Atropelamento e primeiro atendimento
O acidente ocorreu por volta das 18h15 de domingo, 18, no quilómetro 351, sentido interior. De acordo com a Polícia Militar Rodoviária, a vítima tentava atravessar a rodovia quando foi atingida por um automóvel. O condutor permaneceu no local, prestou socorro e realizou o teste do bafómetro, cujo resultado não foi divulgado. A ocorrência foi registada como lesão corporal culposa na direção de veículo automotor.
Após o acionamento dos serviços de emergência, uma ambulância do Samu chegou ao ponto do atropelamento. A equipa médica avaliou a mulher ainda sobre a pista e atestou o óbito. Com essa decisão, a SP-294 foi totalmente bloqueada e o Instituto Médico Legal (IML) foi chamado para realizar a remoção do corpo.
Reanimação inesperada
Enquanto o tráfego permanecia interditado e a vítima estava coberta por uma manta térmica, um médico socorrista da concessionária responsável pela rodovia aproximou-se para um exame adicional. Segundo o boletim policial, o profissional percebeu movimentos respiratórios e iniciou manobras de reanimação cardiopulmonar. A intervenção estabilizou a mulher o suficiente para a transferência ao Pronto-Socorro Central de Bauru.
Na unidade de urgência, a paciente recebeu cuidados intensivos antes de ser encaminhada para a Unidade de Terapia Intensiva do Hospital de Base, onde segue internada com prognóstico reservado.
Apurações administrativas e policiais
O episódio levantou questionamentos sobre os procedimentos adotados pela equipa do Samu. A Secretaria Municipal de Saúde de Bauru abriu sindicância para analisar a conduta dos profissionais envolvidos. Como medida preventiva, a médica que declarou o óbito foi afastada das funções até à conclusão da investigação. Não há prazo definido para o encerramento do processo interno.
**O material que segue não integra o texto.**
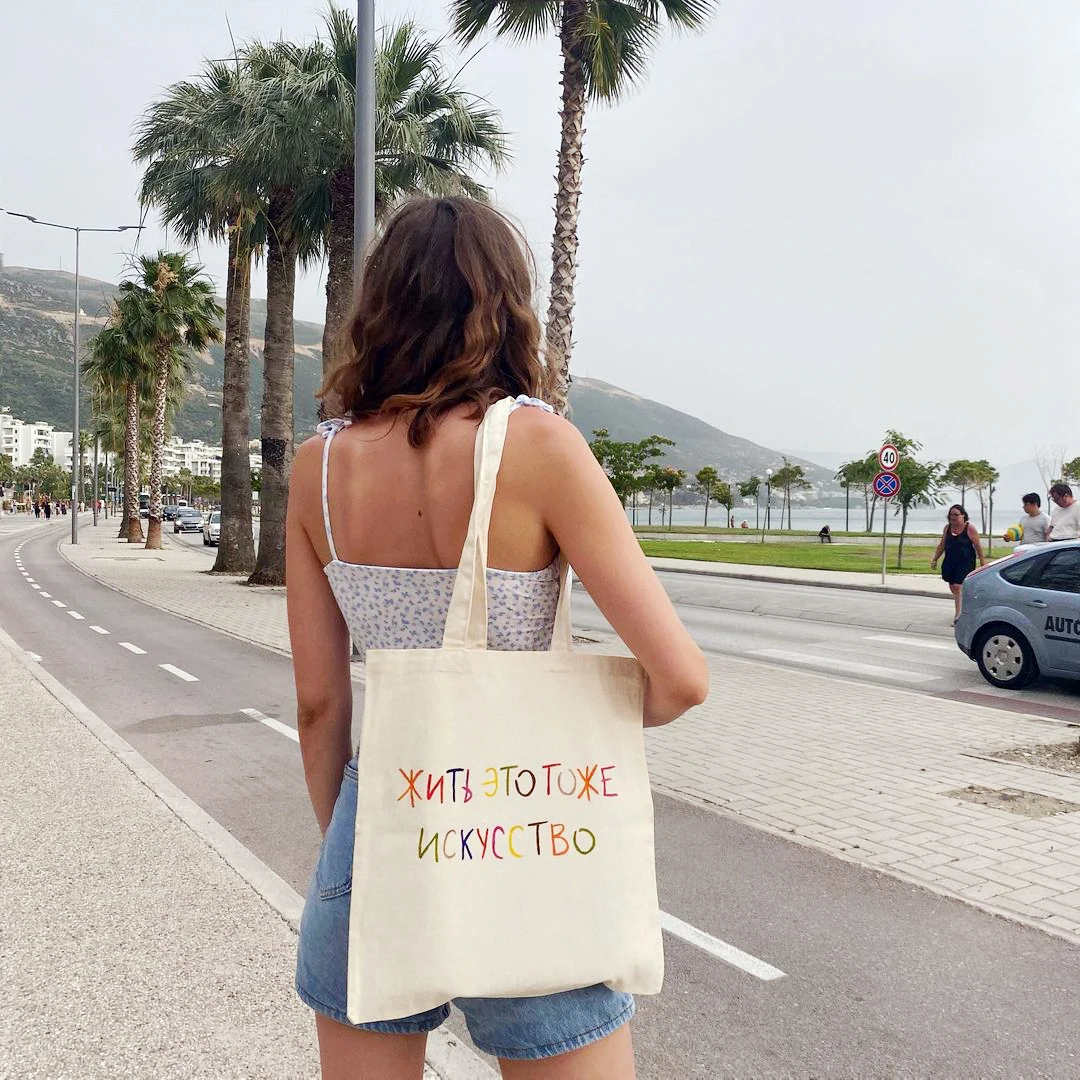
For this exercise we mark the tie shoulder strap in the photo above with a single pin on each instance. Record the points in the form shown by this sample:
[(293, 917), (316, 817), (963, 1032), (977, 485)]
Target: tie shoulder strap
[(328, 429)]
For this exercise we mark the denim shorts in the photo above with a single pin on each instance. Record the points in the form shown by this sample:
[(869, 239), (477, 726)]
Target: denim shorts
[(522, 1028)]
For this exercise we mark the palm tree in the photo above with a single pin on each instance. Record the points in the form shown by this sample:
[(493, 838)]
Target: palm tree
[(171, 309), (118, 368), (431, 135), (190, 140), (605, 46), (275, 156)]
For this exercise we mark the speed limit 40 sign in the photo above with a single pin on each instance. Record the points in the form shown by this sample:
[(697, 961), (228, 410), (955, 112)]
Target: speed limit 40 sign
[(888, 458)]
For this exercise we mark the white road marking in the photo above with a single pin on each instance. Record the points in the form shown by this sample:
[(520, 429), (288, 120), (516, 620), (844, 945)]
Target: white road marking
[(844, 666), (179, 673), (271, 723), (914, 642), (720, 949)]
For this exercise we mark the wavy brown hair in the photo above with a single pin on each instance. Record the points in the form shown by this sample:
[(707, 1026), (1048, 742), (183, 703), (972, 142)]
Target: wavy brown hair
[(444, 316)]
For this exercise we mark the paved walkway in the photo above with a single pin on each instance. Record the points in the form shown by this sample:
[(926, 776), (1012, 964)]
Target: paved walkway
[(861, 772)]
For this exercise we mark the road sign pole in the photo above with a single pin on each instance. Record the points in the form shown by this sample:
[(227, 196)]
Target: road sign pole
[(885, 534)]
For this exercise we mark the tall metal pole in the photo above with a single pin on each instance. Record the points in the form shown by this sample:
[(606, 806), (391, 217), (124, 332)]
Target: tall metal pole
[(363, 206), (73, 509)]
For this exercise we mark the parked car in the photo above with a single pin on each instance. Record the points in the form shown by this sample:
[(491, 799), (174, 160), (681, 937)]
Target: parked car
[(187, 520), (1020, 617), (212, 529)]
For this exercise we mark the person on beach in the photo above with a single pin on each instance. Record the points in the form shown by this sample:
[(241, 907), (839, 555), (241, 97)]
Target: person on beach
[(1065, 516), (378, 511), (961, 547), (1033, 523)]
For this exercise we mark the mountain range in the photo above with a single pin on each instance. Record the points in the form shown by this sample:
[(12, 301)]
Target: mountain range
[(36, 332)]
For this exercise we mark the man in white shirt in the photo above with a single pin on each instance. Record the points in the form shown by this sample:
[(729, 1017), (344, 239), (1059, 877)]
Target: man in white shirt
[(1065, 518), (1034, 523)]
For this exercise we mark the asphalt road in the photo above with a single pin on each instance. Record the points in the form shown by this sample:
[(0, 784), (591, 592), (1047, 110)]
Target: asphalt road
[(880, 979)]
Em paralelo, a coordenação regional do Samu instaurou uma corregedoria para verificar eventuais falhas no protocolo de atendimento. O objetivo é determinar se houve erro de diagnóstico, falta de equipamentos ou outro fator que explique a constatação incorreta de morte.
Imagem: Internet
No âmbito criminal, a Polícia Civil colhe depoimentos de testemunhas, do condutor e dos socorristas. O motorista, que permaneceu no local e colaborou com as autoridades, responde a inquérito por lesão corporal culposa. Imagens de câmaras de segurança instaladas nas proximidades do quilómetro 351 devem ser analisadas para esclarecer a dinâmica do atropelamento.
Trânsito e impactos na rodovia
A interdição total da SP-294 durou aproximadamente 30 minutos. O bloqueio causou formação de filas nos dois sentidos, mas o tráfego foi normalizado após a remoção da vítima e a liberação de apenas uma faixa. Segundo a concessionária, não houve registo de novos acidentes durante a retenção.
Procedimentos em casos de óbito em via pública
Protocolos médicos recomendam a confirmação de morte somente após avaliação criteriosa de sinais vitais, incluindo pulsação, respiração e atividade elétrica cardíaca. Em ocorrências de trauma, especialistas ressaltam que a hipotermia ou lesões graves podem reduzir esses sinais, tornando a constatação mais complexa. Por esse motivo, orienta-se a monitorização contínua antes da declaração definitiva de óbito.
Com o caso sob investigação, as autoridades de saúde podem rever diretrizes de atendimento pré-hospitalar na região. Propostas incluem a revisão do tempo mínimo de monitorização em vítimas de trauma e o reforço da formação em diagnóstico de morte aparente.
Ainda não há previsão de alta para a paciente. Novas informações sobre seu estado clínico e os desdobramentos das investigações deverão ser divulgadas pelas entidades competentes nos próximos dias.